In Cannon’s view, regulatory competition would make it easier for carriers to create their own networks. “There’s a lot of value to be provided from integrated, prepaid group plans like Group Health Cooperative and Kaiser Permanente,” he says, the former in Washington State, the latter in California and seven other states and the District of Columbia. The reason they haven’t moved into other states “is because of these monopolistic licensing regimes in every state.” In March, Group Health approved a proposal to be acquired by Kaiser Permanente, a deal that is still subject to regulatory review.
But since the idea of selling plans across state lines first gained traction about a decade ago, the health care delivery system has changed dramatically, notes NASHP’s Riley. “Now in the era of accountable care organizations and integrated care delivery, there are increasingly big health systems,” she says. “It almost doesn’t matter how many insurance companies you have because they have to negotiate with the same health system.”
A lot would have to happen legislatively to let people buy health coverage licensed in another state. Step one would be to repeal the ACA. Step two would be to tweak McCarran–Ferguson to exempt health plans from state regulations. Step three would be to enact an ACA replacement that would actually create some kind of regulatory landscape to allow cross-border health plans. Even if the election breaks so the GOP gains control of the White House and the Congress, there are all those interest groups to contend with. One important one is America’s Health Insurance Plans (AHIP).

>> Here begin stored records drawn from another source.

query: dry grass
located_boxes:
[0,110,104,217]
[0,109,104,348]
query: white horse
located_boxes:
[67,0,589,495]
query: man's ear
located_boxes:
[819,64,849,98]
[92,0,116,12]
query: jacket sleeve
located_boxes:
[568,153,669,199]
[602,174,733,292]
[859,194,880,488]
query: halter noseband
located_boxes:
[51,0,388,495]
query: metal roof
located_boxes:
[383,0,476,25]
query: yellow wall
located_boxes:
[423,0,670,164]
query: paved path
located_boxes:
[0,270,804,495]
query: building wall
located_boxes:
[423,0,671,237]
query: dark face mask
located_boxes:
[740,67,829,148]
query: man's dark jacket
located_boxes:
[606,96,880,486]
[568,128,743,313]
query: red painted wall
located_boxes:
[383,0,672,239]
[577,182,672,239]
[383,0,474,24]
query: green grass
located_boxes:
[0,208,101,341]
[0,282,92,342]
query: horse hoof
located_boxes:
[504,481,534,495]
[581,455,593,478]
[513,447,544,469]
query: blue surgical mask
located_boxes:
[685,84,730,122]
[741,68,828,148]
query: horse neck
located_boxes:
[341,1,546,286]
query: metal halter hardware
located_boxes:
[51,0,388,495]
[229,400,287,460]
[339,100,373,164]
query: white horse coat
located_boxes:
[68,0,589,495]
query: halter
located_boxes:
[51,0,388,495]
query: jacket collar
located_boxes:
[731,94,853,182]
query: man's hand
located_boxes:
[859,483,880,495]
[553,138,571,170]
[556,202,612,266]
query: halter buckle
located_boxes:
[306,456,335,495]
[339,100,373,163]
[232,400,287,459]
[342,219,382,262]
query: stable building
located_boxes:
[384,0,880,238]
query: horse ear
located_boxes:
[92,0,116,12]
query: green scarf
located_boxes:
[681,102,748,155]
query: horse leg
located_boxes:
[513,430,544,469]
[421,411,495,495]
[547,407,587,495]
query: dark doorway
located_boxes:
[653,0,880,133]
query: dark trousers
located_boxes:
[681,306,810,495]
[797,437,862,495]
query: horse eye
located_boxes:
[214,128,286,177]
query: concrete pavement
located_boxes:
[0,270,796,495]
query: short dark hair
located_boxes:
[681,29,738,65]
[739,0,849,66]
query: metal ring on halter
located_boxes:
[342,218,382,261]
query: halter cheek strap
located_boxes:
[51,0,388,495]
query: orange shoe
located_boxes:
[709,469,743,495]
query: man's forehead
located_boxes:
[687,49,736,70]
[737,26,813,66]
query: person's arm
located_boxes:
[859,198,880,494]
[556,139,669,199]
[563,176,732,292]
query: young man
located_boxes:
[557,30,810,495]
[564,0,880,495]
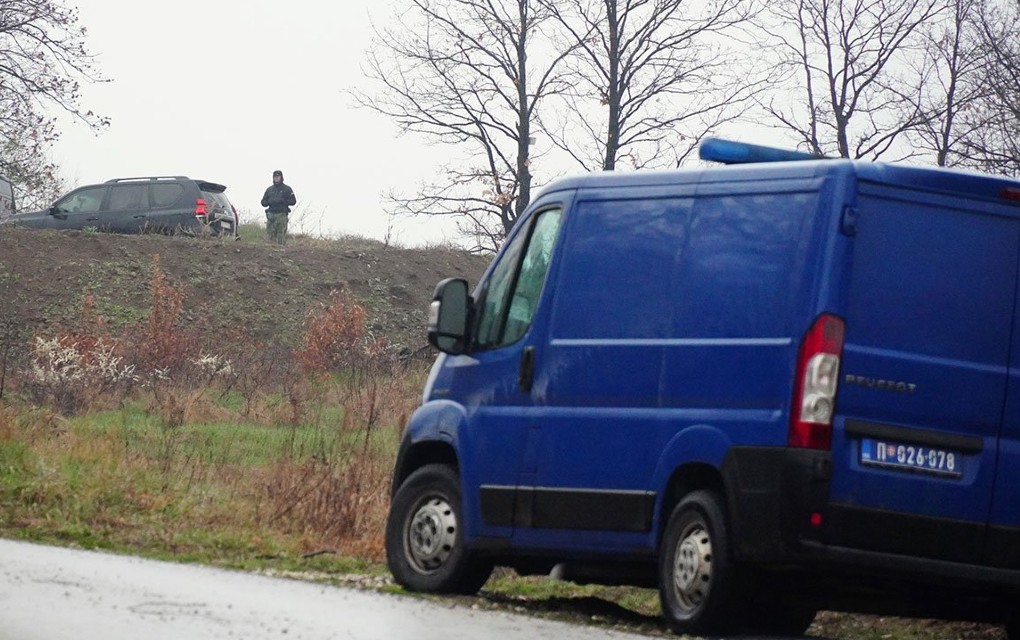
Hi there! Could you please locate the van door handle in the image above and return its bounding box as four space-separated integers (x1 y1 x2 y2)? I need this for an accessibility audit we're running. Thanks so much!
517 347 534 393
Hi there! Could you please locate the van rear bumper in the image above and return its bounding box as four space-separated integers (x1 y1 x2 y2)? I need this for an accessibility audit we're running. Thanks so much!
722 447 1020 593
722 447 832 564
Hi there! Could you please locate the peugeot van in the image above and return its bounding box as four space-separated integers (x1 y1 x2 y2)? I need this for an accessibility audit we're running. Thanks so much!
386 140 1020 639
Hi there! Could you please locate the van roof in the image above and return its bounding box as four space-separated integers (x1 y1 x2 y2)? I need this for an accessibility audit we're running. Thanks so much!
544 140 1020 205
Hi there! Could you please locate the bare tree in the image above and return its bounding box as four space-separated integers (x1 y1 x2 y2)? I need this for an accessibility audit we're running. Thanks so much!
908 0 988 166
957 0 1020 176
0 0 107 203
356 0 564 250
763 0 945 158
543 0 756 170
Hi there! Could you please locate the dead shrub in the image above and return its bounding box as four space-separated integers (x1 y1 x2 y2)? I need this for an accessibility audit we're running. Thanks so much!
133 255 232 427
266 456 389 559
294 289 386 375
26 292 138 415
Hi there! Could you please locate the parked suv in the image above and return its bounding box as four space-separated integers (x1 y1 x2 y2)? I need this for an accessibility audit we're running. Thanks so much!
5 176 238 237
386 141 1020 640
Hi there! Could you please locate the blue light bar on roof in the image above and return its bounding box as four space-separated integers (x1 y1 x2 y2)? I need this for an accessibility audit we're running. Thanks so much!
698 138 823 164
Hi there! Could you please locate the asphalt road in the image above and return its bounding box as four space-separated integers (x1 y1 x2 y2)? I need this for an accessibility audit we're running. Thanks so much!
0 540 638 640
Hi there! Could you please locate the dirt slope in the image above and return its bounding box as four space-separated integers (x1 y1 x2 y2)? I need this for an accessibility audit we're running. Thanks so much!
0 229 490 350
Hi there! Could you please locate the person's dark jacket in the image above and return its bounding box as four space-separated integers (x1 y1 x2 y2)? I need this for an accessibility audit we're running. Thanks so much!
262 181 298 213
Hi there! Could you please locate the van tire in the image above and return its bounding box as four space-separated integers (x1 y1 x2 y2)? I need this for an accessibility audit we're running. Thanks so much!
659 491 741 636
386 464 493 595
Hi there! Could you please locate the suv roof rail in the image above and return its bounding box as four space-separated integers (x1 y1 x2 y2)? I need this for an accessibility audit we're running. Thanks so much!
106 176 189 184
698 138 827 164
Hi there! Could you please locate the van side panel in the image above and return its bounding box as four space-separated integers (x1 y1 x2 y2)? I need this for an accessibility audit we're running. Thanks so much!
826 184 1020 561
514 179 824 551
983 253 1020 570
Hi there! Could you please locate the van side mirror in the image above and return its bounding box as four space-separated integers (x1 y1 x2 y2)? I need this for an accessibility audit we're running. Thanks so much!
428 278 472 355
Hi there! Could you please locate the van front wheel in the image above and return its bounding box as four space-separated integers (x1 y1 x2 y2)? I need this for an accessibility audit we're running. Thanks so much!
659 491 740 635
386 464 493 594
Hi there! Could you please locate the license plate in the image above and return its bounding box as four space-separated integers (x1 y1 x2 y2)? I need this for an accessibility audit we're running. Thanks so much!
861 438 963 478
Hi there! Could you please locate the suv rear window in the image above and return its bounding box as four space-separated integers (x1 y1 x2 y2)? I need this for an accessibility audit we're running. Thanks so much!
149 183 185 207
108 185 149 211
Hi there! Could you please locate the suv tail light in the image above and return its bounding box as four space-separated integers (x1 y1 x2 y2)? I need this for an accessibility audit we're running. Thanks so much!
787 313 845 449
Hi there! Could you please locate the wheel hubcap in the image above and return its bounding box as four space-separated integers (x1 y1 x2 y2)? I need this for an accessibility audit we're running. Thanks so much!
673 527 712 610
406 498 457 573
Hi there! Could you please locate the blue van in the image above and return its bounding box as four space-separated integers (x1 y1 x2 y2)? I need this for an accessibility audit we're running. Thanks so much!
387 140 1020 638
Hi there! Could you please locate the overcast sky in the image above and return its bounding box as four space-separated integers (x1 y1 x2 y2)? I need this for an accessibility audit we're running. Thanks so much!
54 0 455 245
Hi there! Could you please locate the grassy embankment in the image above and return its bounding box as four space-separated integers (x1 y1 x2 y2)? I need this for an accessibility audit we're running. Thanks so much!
0 238 1002 640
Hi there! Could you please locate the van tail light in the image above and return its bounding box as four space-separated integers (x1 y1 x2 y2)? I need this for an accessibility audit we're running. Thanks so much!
787 313 845 450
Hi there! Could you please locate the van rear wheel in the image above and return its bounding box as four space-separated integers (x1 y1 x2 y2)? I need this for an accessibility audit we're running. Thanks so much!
659 491 741 635
386 464 493 594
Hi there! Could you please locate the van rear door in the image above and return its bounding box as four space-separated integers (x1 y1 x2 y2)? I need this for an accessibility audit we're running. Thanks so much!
984 253 1020 570
825 182 1020 562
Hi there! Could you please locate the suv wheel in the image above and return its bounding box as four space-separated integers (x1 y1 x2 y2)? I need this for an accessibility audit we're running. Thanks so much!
386 464 493 594
659 491 740 635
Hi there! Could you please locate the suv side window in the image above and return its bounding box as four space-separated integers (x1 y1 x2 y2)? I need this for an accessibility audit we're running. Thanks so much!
475 208 563 350
107 185 149 211
54 186 106 213
149 183 185 207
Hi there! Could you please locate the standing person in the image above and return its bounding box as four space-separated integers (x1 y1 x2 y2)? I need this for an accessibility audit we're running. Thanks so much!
262 169 298 244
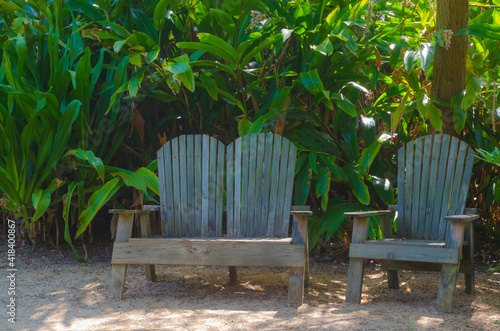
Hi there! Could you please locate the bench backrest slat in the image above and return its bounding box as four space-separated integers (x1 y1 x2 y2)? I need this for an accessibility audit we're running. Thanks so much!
158 135 225 237
397 134 474 239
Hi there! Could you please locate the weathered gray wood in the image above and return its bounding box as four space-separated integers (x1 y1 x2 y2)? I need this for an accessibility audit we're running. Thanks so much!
229 266 238 285
445 139 468 237
292 215 309 287
241 135 250 237
288 267 304 307
128 236 292 245
417 136 432 238
186 135 196 236
179 136 190 237
397 146 406 237
436 222 465 313
349 244 459 264
201 135 210 237
163 142 175 236
384 260 470 273
423 135 442 239
226 144 235 237
233 138 241 237
345 216 368 303
108 209 151 215
113 240 305 268
409 137 422 238
254 134 267 236
459 223 475 294
398 143 414 238
437 137 459 239
365 238 446 249
207 138 217 237
281 144 296 237
194 135 203 237
171 138 182 237
267 136 281 236
261 133 274 237
380 214 393 238
429 135 450 239
247 133 257 236
141 214 156 282
215 142 226 237
455 147 477 215
157 146 168 236
274 139 295 237
344 210 394 217
110 213 134 299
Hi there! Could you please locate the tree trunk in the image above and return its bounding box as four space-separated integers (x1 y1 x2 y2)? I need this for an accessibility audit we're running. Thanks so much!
430 0 469 136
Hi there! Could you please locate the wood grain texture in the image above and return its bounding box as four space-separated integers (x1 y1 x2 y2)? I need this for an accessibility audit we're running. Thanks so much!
349 244 460 264
113 240 305 268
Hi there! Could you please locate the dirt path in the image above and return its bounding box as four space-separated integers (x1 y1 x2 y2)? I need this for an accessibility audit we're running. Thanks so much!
0 249 500 331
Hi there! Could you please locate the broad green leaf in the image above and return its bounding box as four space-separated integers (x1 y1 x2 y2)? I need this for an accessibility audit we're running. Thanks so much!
63 182 85 262
391 93 409 132
344 164 370 205
450 93 467 133
200 75 218 100
429 102 443 131
177 42 235 65
153 0 170 30
404 50 419 72
418 43 435 72
76 178 123 237
358 140 380 172
198 33 236 62
64 148 104 182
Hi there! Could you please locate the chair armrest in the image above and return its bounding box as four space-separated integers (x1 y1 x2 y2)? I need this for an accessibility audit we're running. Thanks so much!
142 205 161 212
344 210 394 217
445 214 479 222
108 209 151 214
290 206 312 216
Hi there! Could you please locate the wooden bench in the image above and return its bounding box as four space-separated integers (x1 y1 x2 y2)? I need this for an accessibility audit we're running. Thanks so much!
110 134 312 306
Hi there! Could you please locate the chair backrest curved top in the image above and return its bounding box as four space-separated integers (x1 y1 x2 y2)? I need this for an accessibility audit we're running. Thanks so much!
397 134 474 240
157 133 297 237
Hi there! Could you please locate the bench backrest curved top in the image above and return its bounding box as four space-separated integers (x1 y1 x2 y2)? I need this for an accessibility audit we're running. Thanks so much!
398 134 474 240
157 133 297 237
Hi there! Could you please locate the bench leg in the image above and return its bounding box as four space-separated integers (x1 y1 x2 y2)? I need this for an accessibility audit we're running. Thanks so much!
229 266 238 285
110 264 127 300
437 265 458 313
387 270 399 290
140 214 156 282
288 268 305 307
345 258 365 303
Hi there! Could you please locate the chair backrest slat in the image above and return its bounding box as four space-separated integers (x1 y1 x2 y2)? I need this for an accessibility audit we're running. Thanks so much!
226 134 297 237
398 135 474 239
158 135 225 237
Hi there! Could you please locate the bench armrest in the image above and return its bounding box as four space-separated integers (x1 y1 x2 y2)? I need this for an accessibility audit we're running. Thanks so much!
445 214 479 222
344 210 394 217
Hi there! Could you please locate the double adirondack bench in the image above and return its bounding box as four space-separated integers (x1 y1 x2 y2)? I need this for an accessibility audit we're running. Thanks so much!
110 134 311 306
344 134 479 312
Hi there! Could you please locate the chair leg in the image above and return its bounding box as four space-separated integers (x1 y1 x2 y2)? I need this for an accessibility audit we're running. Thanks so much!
146 264 156 282
110 264 127 300
387 270 399 290
437 265 458 313
345 258 365 303
288 268 305 307
229 266 238 285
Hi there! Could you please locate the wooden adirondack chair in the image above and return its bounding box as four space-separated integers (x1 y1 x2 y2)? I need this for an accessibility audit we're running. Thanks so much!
344 134 479 312
110 134 311 306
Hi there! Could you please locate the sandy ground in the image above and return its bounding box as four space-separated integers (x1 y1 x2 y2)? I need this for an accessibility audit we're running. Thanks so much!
0 245 500 330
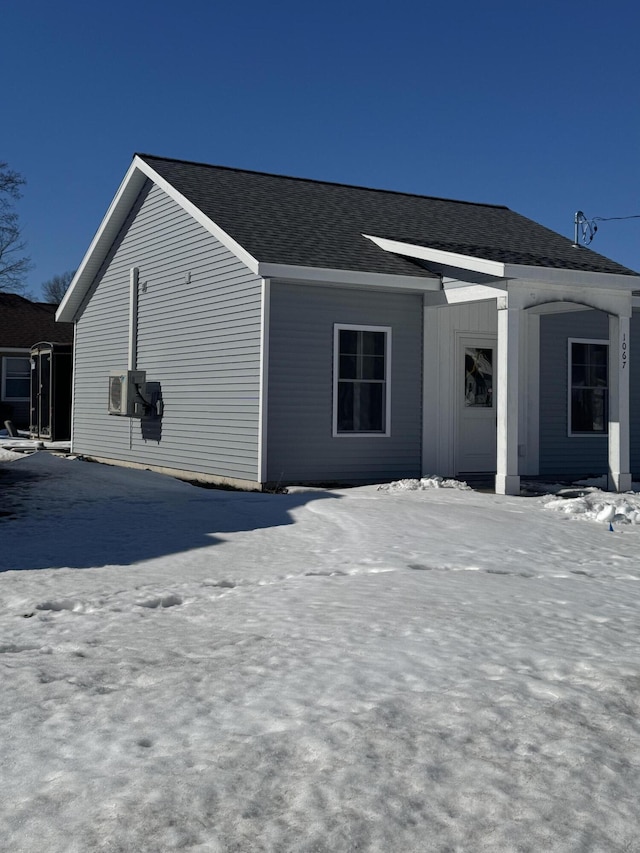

“Selling across state lines presents significant operational challenges when it comes to designing coverage options and review and approval of insurance,” says Clare Krusing, an AHIP press officer. “This would upend the traditional review-and-approval structure while also making it a challenge for health plans to design coverage options tailored to the local markets.”
But at least the anti-ACA forces have put forward one idea beyond simply getting rid of the law they loathe. “There’s always been this criticism of ObamaCare without the alternative, so at least now we have an alternative and I think that’s always a healthy discussion,” Riley says.
And it could be a very healthy discussion that goes on right through to Election Day on November 8.